New Insights into Protein Kinase B/Akt Signaling: Role of Localized Akt Activation and Compartment-Specific Target Proteins for the Cellular Radiation Response
Institute of Cell Biology (Cancer Research), University of Duisburg-Essen Medical School, 45122 Essen, Germany
Department of Therapeutic Radiology, Yale University School of Medicine, New Haven, CT 06520, USA
Department of Anesthesiology, Yale University School of Medicine, New Haven, CT 06520, USA
Author to whom correspondence should be addressed.
These authors contributed equal to this work.
Cancers 2018, 10(3), 78; https://doi.org/10.3390/cancers10030078
Received: 24 February 2018 / Revised: 15 March 2018 / Accepted: 16 March 2018 / Published: 18 March 2018
(This article belongs to the Special Issue Advances in the biological responses to radiation-induced DNA damage: A selection of papers from the Joint 43rd European Radiation Research Society (ERRS) and 20th German Society for Biological Radiation Research (GBS) Annual Meetings)

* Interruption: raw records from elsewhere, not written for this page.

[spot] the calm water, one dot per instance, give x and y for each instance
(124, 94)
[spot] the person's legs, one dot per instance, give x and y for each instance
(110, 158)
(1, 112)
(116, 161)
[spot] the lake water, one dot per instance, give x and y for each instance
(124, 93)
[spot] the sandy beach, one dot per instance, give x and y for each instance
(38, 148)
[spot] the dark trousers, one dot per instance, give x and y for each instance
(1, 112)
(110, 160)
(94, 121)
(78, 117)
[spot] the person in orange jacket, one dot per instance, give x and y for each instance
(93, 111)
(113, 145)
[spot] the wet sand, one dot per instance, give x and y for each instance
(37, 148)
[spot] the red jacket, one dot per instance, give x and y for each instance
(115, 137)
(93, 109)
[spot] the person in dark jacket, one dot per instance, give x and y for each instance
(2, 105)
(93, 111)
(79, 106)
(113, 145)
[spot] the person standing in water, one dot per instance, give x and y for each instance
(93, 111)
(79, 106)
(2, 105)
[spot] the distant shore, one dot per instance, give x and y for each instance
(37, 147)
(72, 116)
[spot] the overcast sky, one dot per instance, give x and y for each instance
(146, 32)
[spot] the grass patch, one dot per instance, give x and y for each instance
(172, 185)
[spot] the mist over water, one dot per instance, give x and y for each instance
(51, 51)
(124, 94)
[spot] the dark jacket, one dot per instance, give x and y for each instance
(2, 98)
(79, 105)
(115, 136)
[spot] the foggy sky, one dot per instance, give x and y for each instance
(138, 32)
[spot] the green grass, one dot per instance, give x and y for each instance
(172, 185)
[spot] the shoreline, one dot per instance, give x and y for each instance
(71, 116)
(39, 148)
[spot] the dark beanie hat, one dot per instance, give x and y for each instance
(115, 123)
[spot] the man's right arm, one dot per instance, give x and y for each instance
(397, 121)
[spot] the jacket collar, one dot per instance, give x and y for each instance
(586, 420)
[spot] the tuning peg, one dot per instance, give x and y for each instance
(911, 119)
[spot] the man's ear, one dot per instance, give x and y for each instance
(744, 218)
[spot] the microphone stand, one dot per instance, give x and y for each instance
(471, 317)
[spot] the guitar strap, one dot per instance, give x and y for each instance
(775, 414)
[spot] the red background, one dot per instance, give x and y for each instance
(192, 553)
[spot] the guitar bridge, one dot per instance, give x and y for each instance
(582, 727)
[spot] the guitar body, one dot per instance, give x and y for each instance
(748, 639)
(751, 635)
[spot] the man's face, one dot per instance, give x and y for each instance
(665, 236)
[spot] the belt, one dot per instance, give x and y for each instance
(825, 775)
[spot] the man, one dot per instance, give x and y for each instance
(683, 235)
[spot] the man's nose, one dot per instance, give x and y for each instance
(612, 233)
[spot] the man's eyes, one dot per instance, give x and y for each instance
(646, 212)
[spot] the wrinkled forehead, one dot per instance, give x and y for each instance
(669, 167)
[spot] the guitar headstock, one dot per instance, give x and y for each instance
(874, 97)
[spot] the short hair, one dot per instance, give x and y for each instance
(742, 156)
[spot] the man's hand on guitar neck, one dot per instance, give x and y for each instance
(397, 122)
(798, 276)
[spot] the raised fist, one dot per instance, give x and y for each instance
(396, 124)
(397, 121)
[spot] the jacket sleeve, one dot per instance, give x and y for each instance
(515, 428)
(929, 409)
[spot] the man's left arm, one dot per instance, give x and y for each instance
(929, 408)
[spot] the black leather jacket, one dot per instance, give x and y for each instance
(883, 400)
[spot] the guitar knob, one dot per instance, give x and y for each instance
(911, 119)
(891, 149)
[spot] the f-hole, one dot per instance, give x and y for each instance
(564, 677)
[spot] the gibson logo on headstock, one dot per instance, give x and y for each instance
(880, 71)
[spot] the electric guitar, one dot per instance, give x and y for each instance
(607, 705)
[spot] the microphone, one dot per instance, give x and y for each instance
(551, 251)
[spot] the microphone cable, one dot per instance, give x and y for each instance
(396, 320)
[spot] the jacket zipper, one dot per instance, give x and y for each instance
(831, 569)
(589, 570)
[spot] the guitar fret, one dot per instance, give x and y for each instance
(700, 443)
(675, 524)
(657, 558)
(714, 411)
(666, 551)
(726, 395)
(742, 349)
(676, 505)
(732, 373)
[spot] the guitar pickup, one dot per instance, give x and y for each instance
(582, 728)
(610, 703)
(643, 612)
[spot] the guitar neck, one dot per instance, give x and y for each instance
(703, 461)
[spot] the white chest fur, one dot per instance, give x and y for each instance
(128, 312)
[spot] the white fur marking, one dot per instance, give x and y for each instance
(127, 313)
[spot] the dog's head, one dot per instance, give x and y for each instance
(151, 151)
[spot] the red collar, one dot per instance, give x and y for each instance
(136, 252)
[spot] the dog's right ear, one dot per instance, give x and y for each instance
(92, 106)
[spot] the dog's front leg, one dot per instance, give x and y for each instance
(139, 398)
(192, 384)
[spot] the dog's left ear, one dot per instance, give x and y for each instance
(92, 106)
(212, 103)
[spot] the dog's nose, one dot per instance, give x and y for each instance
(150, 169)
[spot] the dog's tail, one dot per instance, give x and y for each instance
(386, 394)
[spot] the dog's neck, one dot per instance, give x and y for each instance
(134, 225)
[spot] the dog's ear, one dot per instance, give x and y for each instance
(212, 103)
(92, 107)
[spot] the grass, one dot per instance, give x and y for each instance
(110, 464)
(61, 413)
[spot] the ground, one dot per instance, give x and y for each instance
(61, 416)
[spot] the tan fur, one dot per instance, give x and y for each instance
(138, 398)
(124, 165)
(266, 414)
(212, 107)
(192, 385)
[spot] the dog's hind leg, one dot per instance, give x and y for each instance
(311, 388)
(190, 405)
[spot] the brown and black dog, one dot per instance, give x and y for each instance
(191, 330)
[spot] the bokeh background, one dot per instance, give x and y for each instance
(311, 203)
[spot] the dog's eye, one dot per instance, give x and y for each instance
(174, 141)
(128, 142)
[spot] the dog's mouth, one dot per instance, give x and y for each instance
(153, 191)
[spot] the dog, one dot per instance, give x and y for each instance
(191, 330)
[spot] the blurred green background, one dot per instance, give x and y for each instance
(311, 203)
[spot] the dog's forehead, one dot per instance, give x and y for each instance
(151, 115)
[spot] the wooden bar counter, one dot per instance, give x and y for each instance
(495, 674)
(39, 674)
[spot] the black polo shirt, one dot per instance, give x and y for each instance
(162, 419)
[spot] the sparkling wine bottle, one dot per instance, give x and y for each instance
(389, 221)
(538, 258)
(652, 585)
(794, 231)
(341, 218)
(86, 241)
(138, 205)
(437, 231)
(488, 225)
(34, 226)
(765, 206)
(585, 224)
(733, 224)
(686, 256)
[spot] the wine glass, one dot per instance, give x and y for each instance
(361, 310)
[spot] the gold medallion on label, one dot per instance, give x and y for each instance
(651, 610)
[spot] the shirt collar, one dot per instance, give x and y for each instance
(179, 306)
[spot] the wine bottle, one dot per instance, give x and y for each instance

Genetic alterations driving aberrant activation of the survival kinase Protein Kinase B (Akt) are observed with high frequency during malignant transformation and cancer progression. Oncogenic gene mutations coding for the upstream regulators or Akt, e.g., growth factor receptors, RAS and phosphatidylinositol-3-kinase (PI3K), or for one of the three Akt isoforms as well as loss of the tumor suppressor Phosphatase and Tensin Homolog on Chromosome Ten (PTEN) lead to constitutive activation of Akt. By activating Akt, these genetic alterations not only promote growth, proliferation and malignant behavior of cancer cells by phosphorylation of various downstream signaling molecules and signaling nodes but can also contribute to chemo- and radioresistance in many types of tumors. Here we review current knowledge on the mechanisms dictating Akt’s activation and target selection including the involvement of miRNAs and with focus on compartmentalization of the signaling network. Moreover, we discuss recent advances in the cross-talk with DNA damage response highlighting nuclear Akt target proteins with potential involvement in the regulation of DNA double strand break repair.